To clearly define the aim of the manuscript, we have changed the title to “Identification and characterization of TMEM119-Positive Cells in the Postnatal and Adult Murine Cochlea”.

We have also replaced the term “TMEM119 expression” with “TMEM119-expressing cells” in the manuscript to prevent the misleading notion (our fault!) of making quantitative claims about TMEM119 expression on a single cell level, as per immunofluorescence. We thank the Reviewer for this comment, which helped improve the manuscript. We hope the Reviewer agrees that our qualitative immunofluorescence analysis is sufficient to support our conclusion about the cell types expressing TMEM119, which remain the same after noise damage.

 

Please also provide qPCR information on the expression of TMEM119. The western blot results only may be insufficient to support the expression pattern in tissues.

We have followed this suggestion and performed a real-time semi-quantitative one-step RT-PCR to assess the relative expression of TMEM119 in the cochlea, brain and spleen. We have added RT-PCR-dedicated subsections to address the new data in the Methods, Results, and Discussion.

 

Please provide the typical microdissection images to extract the tissues in cochlea and stria vascularis.

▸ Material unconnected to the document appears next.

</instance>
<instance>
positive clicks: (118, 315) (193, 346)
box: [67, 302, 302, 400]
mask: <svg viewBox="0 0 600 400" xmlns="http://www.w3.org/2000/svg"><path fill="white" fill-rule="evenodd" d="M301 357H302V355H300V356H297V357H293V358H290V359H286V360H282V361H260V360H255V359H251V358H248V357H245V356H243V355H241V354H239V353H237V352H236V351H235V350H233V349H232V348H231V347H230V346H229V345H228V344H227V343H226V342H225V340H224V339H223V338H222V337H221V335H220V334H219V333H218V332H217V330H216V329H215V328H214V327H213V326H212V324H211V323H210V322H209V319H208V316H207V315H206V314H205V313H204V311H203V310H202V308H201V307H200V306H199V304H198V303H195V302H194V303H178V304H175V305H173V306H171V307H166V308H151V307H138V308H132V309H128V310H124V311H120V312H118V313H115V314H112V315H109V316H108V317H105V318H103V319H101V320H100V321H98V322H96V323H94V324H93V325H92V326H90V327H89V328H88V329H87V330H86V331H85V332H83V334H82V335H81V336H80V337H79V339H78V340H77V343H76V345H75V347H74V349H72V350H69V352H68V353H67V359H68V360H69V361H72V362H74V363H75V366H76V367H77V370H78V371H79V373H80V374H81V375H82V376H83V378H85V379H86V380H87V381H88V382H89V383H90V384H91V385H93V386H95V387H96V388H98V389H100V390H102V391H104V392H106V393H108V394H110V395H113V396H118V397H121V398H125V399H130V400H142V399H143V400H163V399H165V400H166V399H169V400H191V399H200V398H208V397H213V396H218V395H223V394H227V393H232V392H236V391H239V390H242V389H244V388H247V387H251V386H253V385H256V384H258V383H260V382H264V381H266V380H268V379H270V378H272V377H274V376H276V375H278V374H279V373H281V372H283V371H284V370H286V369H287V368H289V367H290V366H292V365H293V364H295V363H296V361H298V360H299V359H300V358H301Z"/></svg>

The suggestion is appreciated; however, we recently published our detailed microdissection methodology in a method-dedicated article (Bassiouni, M.; Stölzel, K.; Smorodchenko, A.; Olze, H.; Szczepek, A.J. Tackling the mouse-on-mouse problem in cochlear immunofluorescence: A simple double-blocking protocol for immunofluorescent labeling of murine cochlear sections with primary mouse antibodies. Curr. Protoc. Mouse Biol. 2020, 10, e84; https://doi.org/10.1002/cpmo.84) to which we refer in our present manuscript. That work contains figures and photographs of the dissection and isolation of the cochlea. No new microdissection method was developed for the present work.

Round 2

Reviewer 2 Report

The most concerns raised by the reviewer seemed to have been completed.